29.Bölüm- Dolunay operasyonu

5.8K 338 76
                                    

20 GÜNLÜK BİR ARADAN SONRA YENİ BÖLÜM GELDİ.
SINAVLARIM YENİ BİTTİ NE
YAPAYIM. 🌸🌸

BÖLÜM PEK İÇİME SİNMEDİ SİZ NE DERSİNİZ? Sanki biraz çabuk çabuk geçtim gibi oldu.

Yorum yapmayı ve oy vermeyi unutmayın.

İyi okumalar...

          Herkes telaşla silahlanıyordu. Bu sırada Patron beni kenara çekti ve;
"Bela, eve girip saklanın ve sakın çıkmayın. Karşı tarafı tanımıyorsunuz!"
"Tanıyalım o zaman !"
Derin bir nefes çekerek gitti. Benle uğraşmaya vakti yoktu. Bu da bana rahatlık vermişti. Eylül ile silah deposuna doğru koştuk. Silahları alırken;
"Bela, eve mi girseydik?"
"Eylül korkarak bir yerlere varamayız. Tut şu silahı!"
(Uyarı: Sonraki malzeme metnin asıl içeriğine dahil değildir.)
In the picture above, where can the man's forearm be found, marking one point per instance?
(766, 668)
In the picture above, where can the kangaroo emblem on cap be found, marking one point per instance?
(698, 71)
Kapıda siper alarak bekledik. Nöbetçiler kapıyı yavaşça açtı. Karşımızda 5-6 araba ve araba sayısının beş katı da insan vardı. İçlerinden en ortada ve en önde duranı konuşmaya başladı.

"Kimdir başkanınız çıksın ortaya!"

Herkes aynı anda bir adım öne gelmişti. Ben de onlara ayak uydurmuştum.

"Demek eski gelenek devam ediyor ha!"

Onların iki üç katı olmamıza rağmen bizden korkmuyorlardı. Bir planları vardı elbette. Bu kadar rahat olmaları imkansızdı.

"Size bir sürprizimiz var. Rüzgar!"

Doğru duyduğuma emin miydim? Rüzgar mı demişti? Duyduğum yanlış olsada gördüğüm gerçekti. Rüzgar' dı bu. Peki ne işi vardı onlarla?

"Sanem denen kızı almaya geldik. Ya hiç zorluk çıkarmadan verirsiniz ya da zorla alırız."

Patron sinirli bir şekilde bağırarak konuşmaya başladı.

"Vay Rüzgar efendi! Kendi ellerinle kurtulduğun kızı şimdi geri mi istiyorsun? Dünya bile bu kadar dönmüyor be kardeşim! Git işine ! "

"Başkan belli oldu. Uzatmak istemiyoruz. Verin de gidelim artık. Bak eski amacımız olan Yakarayı almaktan da vazgeçtik!"

Rüzgar'ın arkaya doğru gittiğini gördüm. Ormana doğru işaretler yapıyordu. Şu anda burada bulunmamın grup için tehlikeli olduğunu fark ettim. Hemen yanımdaki eve doğru koşturdum. Kapıdan içeri girip izlemeye başladım. Benim içeri girdiğimi biri Patrona söylemişti. O da bu sebeple;

"Sanem şu anda burada değil. Keşife gitti."

"Gelene kadar bekleriz."

Patron ellerini havaya kaldırıp işaretler yaptı ve tüm evlerin çatısından sniperlar göründü. Ormana doğru birkaç ateş ettiler. Ormandaki ağaçlarda bulunan karşı tarafın sniperları tek tek aşağı düştü. Yakaradaki her birey profesyonelce işini yapıyordu. Hayran olası bir gruptu.

"Gördüğünüz gibi sizden daha iyiyiz. Eğer hepiniz ölmek istemiyorsanız, buradan defolup gidersiniz ve bir daha dönmezsiniz!"

"Her filmde gördüğümüz klasik sahneler! Peki şu an durduğunuz yerin altında bomba gömülü dersem ne yapacaksınız?"

"İnanmayacağız."

Bu sırada içimi bir telaş kaplamıştı. Evden çıkıp teslim olmayı düşündüm. Patron çaresiz görünüyordu. Bu sırada Yakaranın dışından silah sesleri gelmeye başladı. Ne olduğunu göremiyordum. Tek gördüğüm öndeki adamın ve birkaç adamın yere yığıldığıydı. Patronun gülümsediğini gördüm. Ne olduğunu merak etmiştim.